Mereka membutuhkan penguatan di jendela transfer Januari. Dengan dua minggu tersisa, hanya satu yang datang: bek Woyo Koulibaly, dari Parma seharga £3 juta.
Dengan PSR yang masih menjadi potensi masalah, Leicester kesulitan untuk membuat kesepakatan lebih lanjut tanpa memberikan lebih banyak dana.

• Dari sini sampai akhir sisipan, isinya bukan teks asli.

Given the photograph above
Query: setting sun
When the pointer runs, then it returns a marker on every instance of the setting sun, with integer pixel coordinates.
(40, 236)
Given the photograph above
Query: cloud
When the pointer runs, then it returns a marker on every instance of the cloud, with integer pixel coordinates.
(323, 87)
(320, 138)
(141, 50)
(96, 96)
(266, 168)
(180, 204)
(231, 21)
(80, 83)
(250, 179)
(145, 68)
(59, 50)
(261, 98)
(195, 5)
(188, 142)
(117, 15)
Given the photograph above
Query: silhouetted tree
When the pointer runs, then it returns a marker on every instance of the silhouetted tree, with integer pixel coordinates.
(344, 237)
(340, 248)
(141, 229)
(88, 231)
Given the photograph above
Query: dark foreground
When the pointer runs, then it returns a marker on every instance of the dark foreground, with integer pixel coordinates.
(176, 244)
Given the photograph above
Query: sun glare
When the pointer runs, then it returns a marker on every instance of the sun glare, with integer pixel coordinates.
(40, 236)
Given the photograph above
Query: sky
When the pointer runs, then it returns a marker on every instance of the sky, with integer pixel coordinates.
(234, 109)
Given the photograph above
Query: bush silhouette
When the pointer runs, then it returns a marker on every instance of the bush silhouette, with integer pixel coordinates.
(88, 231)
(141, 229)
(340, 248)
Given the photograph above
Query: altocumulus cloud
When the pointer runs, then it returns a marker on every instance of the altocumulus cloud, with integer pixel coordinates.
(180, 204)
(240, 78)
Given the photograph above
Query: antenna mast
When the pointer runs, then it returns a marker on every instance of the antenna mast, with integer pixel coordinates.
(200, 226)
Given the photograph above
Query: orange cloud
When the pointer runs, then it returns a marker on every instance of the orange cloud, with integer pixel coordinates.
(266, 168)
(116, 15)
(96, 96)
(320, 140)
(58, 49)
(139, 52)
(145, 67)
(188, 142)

Tom Cannon telah ditarik kembali dari masa pinjamannya di Stoke City dan Leicester mencoba menjualnya guna menghasilkan dana untuk diinvestasikan kembali. Beberapa klub telah menyatakan minatnya untuk meminjam Cannon, dan van Nistelrooy mengatakan Leicester sedang mempertimbangkan situasinya jendela ini, mengatakan apa yang terbaik untuk dia dan klub. Namun Leicester harus bertindak cepat. Namun bagi banyak orang, tampaknya ada kelesuan yang tidak sesuai dengan situasi genting klub.
Berbeda dengan musim 2014-15, ketika Leicester merekrut Robert Hutney dan Andrej Kramaric dengan status pinjaman sebesar £9 juta, tidak ada uang untuk bermain. Leicester harus datang dengan sesuatu yang istimewa atau Van Nistelrooy, yang mengatakan dana dan bursa transfer Januari adalah bagian dari negosiasinya dengan klub ketika dia setuju untuk bergabung, akan dibiarkan memainkan peran yang telah dia sepakati. Ia menegaskan tidak ada yang berubah sejak pertandingan melawan Fulham.
Pada tahun 2015, Nigel Pearson memutuskan untuk mengubah pendekatan dan stafnya. Itu terbayar. Leicester bertahan dan memulai era luar biasa dalam sejarah klub.
Sepuluh tahun kemudian, rasanya sangat berbeda. Namun Leicester City membutuhkan perubahan untuk bertahan.